AAAS Implements Policy to Revoke Elected Fellows for Misconduct or Ethics Breach

AAAS enacted a policy on October 15, 2018, under which an elected AAAS Fellow’s lifetime honor can be revoked for proven scientific misconduct or serious breaches of professional ethics.

The AAAS Council, which includes the AAAS board of directors, voted during a special meeting on September 15, 2018, to enact the policy. The policy includes procedures that AAAS will follow in considering the revocation of an elected AAAS Fellow’s status. The revocation policy can be found here.


Introduction to the Statement on Scientific Freedom and Responsibility

Members of the AAAS Committee on Scientific Freedom and Responsibility presented the Statement on Scientific Freedom and Responsibility (brought to the AAAS Board in April, 2017) in a webinar on August 9, 2017, provided details on the project's development and content, and invited AAAS member feedback on the project overall. In particular, participants had the opportunity to recommend resources and supporting information that would assist others in using the project website in their work and organization, and suggest steps for effective dissemination and communication of the project. The recording of the webinar can be found here.


The Right to Science

AAAS and the AAAS Science and Human Rights Coalition have been eliciting the perspectives of scientists, engineers, and health professionals as to the meaning of the right to “enjoy the benefits of scientific progress and its applications” and associated obligations (Article 15, International Covenant on Economic, Social and Cultural Rights). An initial focus group study that engaged U.S.-based scientists added clarity regarding the broad benefits of scientific progress relevant to the right and gave rise to a new conceptual framework for considering ‘access to science’ in the context of Article 15.
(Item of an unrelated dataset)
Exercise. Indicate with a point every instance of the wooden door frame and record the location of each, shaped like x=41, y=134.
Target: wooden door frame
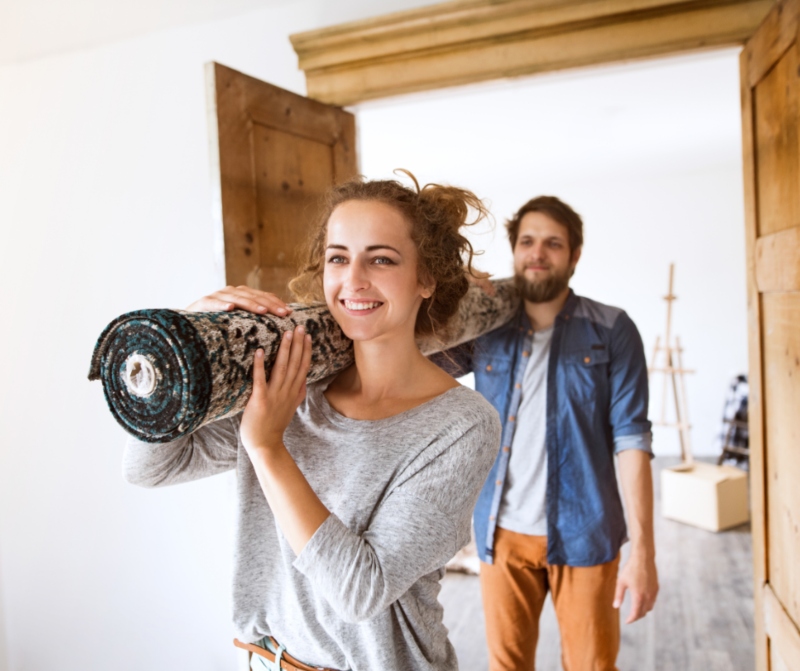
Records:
x=469, y=41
A subsequent project involved the development, dissemination and analysis of a preliminary global questionnaire to elicit the views of scientists, engineers and health professionals as to the meaning of the right; and organization of a briefing for the United Nations Committee on Economic, Social and Cultural Rights to inform its development of a General Comment on the right. Two additional research efforts were undertaken: a series of interviews with health advocates around the world on how the right to science might apply to and help advance their work; and a project to create data visualizations of the ‘right to science’ references contained in periodic reports of States Party to the ICESCR. The findings of this research are presented in this report.


The Social Responsibilities of Scientists and Engineers

In 2013, AAAS undertook a preliminary data-gathering initiative. An online questionnaire was broadly distributed to scientists, engineers and health professionals internationally for the purposes of learning their perspectives on the nature and scope of their social responsibilities and to identify any apparent similarities and differences in perspectives according to multiple demographic variables. The questionnaire relied on convenience sampling and, therefore, the results could not be generalized beyond the study sample. Nevertheless, the research did suggest potential research questions for further exploration. Read about the results of this questionnaire in the 2015 report, available here.

With the support of the National Science Foundation, and using the results of the questionnaire as guidance, AAAS designed and pre-tested a global survey of scientists and engineers that would enable broad generalization about their views on their social responsibilities. This planning phase involved the development of a statistically rigorous survey instrument, translation of the survey in Arabic, French, Mandarin, Russian, and Spanish, a sampling frame and the development of a clear plan for reaching the broadly international targeted sample. Read about the results of this planning phase in the 2017 report.